Sometimes, writing is like spider mites on your basil plant. You nursed your plant to life from a seedling, cared for it every day, watered it, talked to it (what? I mean, I would never….), and overall did everything in your power to make it the best, leafiest, damned basil plant there is.
Then the spider mites descend from the winds, literally floating on their gauzy webs to find new food. Your food. Your basil plant engineered with the vision of adding it to your spaghetti red sauce one day.
One morning you wake up and your basil is covered in these incessant beasts. You set about the task of wiping each leaf meticulously, removing these nasty pests, trying home organic remedies, and ensuring this second go round will be better. Three months go by, without so much as a web string. Then you wake up, and they’re back.

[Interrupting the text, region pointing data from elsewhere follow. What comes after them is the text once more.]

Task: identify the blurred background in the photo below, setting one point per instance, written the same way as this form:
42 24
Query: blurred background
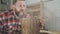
51 11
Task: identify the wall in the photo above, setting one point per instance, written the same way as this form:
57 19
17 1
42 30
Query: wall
52 11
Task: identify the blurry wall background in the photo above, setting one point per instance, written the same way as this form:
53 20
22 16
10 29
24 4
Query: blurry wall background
52 10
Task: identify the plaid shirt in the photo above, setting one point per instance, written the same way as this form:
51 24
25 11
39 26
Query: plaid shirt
8 18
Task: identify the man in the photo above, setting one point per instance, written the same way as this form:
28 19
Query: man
12 18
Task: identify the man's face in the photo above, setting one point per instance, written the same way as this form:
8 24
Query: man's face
20 6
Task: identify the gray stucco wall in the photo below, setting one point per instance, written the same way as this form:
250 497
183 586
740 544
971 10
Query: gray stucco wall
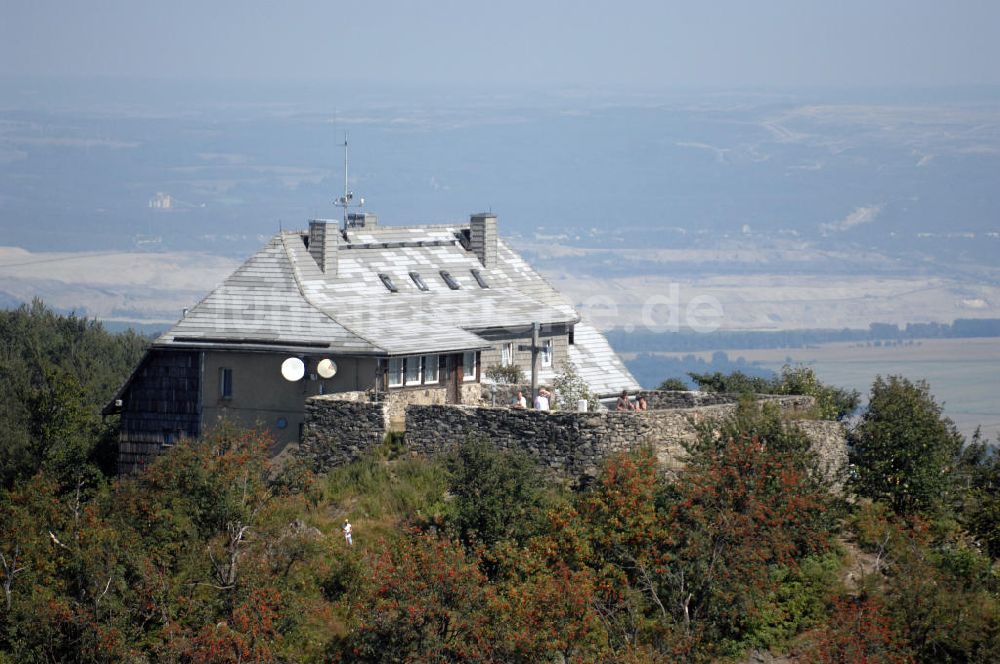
261 397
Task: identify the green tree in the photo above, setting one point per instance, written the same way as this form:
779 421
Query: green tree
498 495
426 601
904 451
673 385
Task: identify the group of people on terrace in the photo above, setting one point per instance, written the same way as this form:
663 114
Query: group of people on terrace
543 401
625 403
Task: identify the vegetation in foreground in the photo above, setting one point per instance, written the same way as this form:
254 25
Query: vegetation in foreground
212 555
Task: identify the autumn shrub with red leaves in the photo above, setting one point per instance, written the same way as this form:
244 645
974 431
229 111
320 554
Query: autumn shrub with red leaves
858 630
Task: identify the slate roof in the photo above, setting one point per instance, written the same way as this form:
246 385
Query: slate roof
598 364
280 299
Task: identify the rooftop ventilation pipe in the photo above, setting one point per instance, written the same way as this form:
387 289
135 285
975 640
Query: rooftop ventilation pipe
483 238
324 237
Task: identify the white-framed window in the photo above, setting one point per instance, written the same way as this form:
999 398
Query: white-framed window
469 365
395 371
430 369
225 383
507 354
547 353
413 373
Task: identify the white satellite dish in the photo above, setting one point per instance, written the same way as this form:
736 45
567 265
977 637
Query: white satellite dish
326 368
293 369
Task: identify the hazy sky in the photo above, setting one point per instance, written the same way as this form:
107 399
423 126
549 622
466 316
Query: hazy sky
648 44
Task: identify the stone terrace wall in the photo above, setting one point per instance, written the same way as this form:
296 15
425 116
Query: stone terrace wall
657 400
341 427
568 443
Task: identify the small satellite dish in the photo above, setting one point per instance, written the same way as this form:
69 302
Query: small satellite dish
326 368
293 369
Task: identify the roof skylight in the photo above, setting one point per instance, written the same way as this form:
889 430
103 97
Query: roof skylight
387 282
419 281
480 279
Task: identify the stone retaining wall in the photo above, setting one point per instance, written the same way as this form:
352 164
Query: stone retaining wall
341 427
574 444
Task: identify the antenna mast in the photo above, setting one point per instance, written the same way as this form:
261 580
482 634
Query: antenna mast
345 201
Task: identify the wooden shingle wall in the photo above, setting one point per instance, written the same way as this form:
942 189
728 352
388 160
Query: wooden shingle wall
160 407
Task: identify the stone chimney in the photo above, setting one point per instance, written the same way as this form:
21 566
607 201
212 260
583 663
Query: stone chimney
362 220
483 238
324 237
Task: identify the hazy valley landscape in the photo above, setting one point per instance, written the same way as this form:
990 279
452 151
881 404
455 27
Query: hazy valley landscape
710 375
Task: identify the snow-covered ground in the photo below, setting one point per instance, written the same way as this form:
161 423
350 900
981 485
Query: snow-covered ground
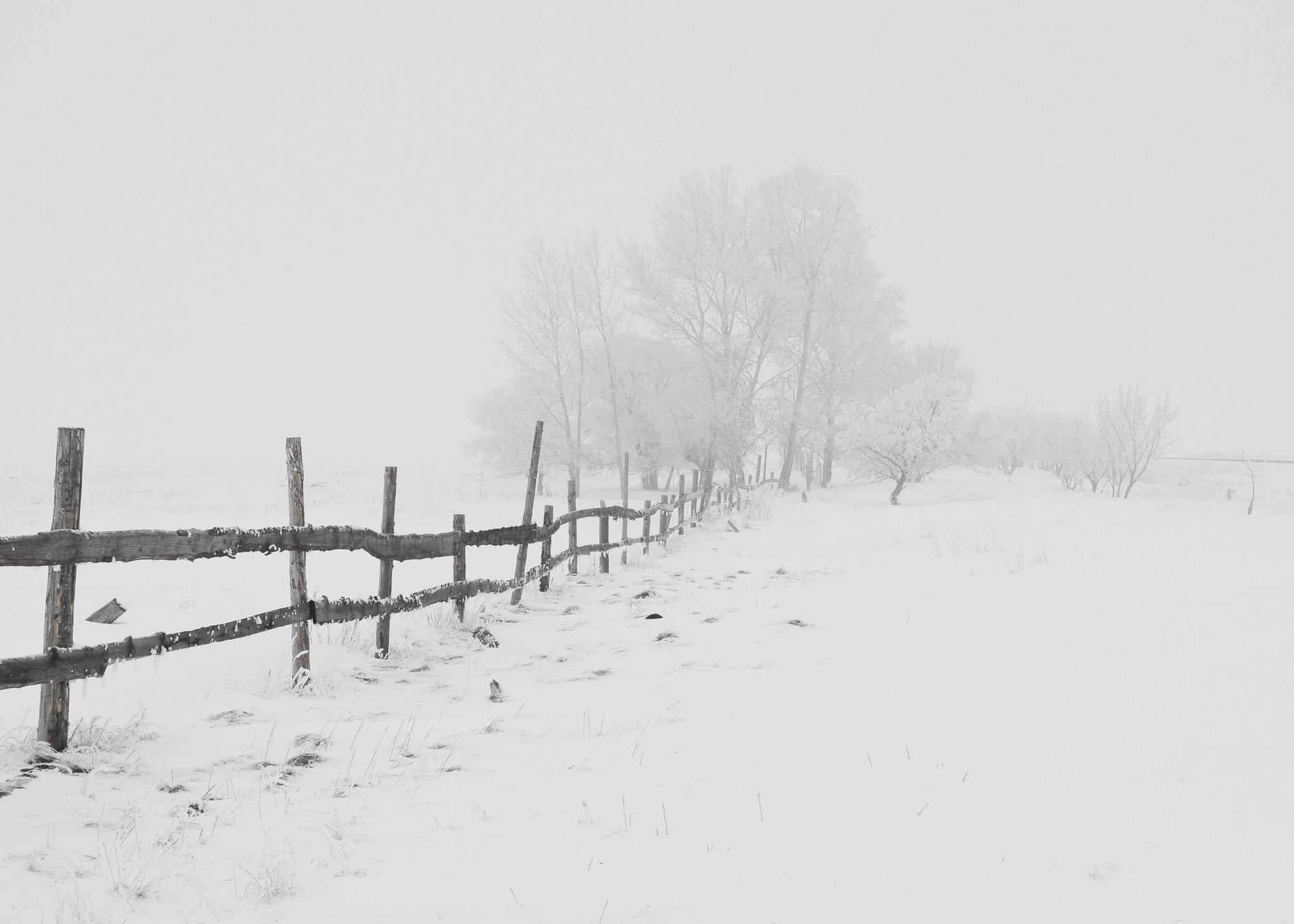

Writing is like spider mites. You polish your MS within an inch of your life, send it out to the agents and pub houses that be and hope that it flourishes. Then you wake up one morning to find it did not fare as well as you had hoped.
I didn’t make it to Round 3 of Query Kombat but I did gain some invaluable feedback on my query and first 250 words. My next step is to meticulously input my critiques and make my package better than ever for the next round of sunshine and fresh breezes. Which may, or may not, herald new spider mites of rejection and dismay.
My basil plant will be less lucky, but I can always start over again. That’s what gardening (and writing) is about. Rebirth, and a doggone obstinacy that makes you keep doing it over and over, regardless of the outcome. Because it’s soothing and fulfilling.
I think I feel a pasta sauce coming on.